It wasn’t until 2007 that I discovered there was such a thing as Johnnie Walker Blue Label, when I saw the elegant box tucked away in a bathroom at a crowded grown-ups party on occasion of an upcoming wedding. Presumably, it was there for safekeeping until after the bulk of (less-deserving) guests had moseyed on home inebriated on lesser stuff (like JW Black or, horror of horrors, JW Red), at which point the real stuff – the $300 Blue – would be brought out for the chosen.
As a kid, I was into ingesting all kinds of stuff not intended for human consumption – grass, dirt, toothpaste, ants, the salty harvest of mine nostrils, etc. but my favourite above all was the stuff not intended for kid consumption. Top of that list? Leftover whisky which my parents’ friends always left un-sipped in their glasses at the end of a visit to our house. I would wait until all the adults were outside in the yard doing their lengthy farewells while starting brand new topics, I’d make sure I had a good view on them through the living room French windows, then I’d throw back every single glass so fast you’d think I was in college already. Sad for me, the amber liquid would be two parts melted ice water to one part whisky by then, so mini-me never did get the full…effect of downing the equivalent of half a glass of Johnnie Black in seconds. Well, baby steps, as they say.
Jump forward to 2007. I’m in that bathroom, now faced with quite the dilemma. Do I make my young self proud and sample this freakish Blue right there, make up for all those diluted shots of my youth, or do I wait and see if the bottle gets opened before I leave the party, thereby not only delaying my gratification but also confirming my sneaking delusion that I am one of the chosen? Hitting two birds with one stone, or rather, hitting one bird twice with two stones.
I decided to wait it out and went back to the party.

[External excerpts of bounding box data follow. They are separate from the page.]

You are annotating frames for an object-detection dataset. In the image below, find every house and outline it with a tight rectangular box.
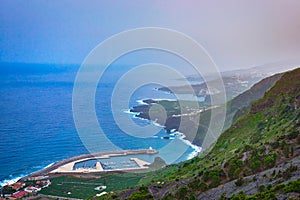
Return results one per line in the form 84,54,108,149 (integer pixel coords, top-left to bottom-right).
10,182,25,190
11,190,28,199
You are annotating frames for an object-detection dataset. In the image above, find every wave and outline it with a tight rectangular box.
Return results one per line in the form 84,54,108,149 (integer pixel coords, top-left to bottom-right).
0,174,24,187
0,162,55,187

Not so much as a drop of the Blue for me that night. At some point one has to say goodnight and go home or things get awkward.
Poor bird.
Jump forward to 2013, and it seems like Johnnie has walked into my life once more, this time as a … t-shirt? A fellow writer recently introduced me to Yohannes Aramde, a line of tees and accessories inspired by a brand so synonymous with Ethio culture it’s high time the government dedicated a postage stamp to it. In the meantime, some D.C Diasporas have got the ball rolling with a repurposed brand that evokes the old, anticipates the new, (and makes the perfect birthday present for jilted nostalgics like me. Ahem. No need for fancy wrapping, brown paper bag will do fine.)
Between those early days of glass-emptying and the later ones of bathroom-snooping, for a few teenage years (when I re-discovered the stuff you could say) I was in the habit of taking a few gulps straight from the bottles in our limited bar at home, which I would then bring back to the former level by adding similar coloured liquid (water or apple juice worked well). Of course after that I would have to sample it all over again to make sure the taste wasn’t off. And so it went: taking, replacing, mixing, re-taking, re-re-placing, re-re-mixing, until it was just right.
To this day I don’t know if I really got away with it or if, one day long after I flew the nest, a poor unsuspecting guest got a mouthful of apple cider when they’d asked for whisky neat. But in retrospect, it was a pretty good rehearsal for the unending chemistry experiment of diaspora life, one for which we’re finally starting to come up with some funky uniforms.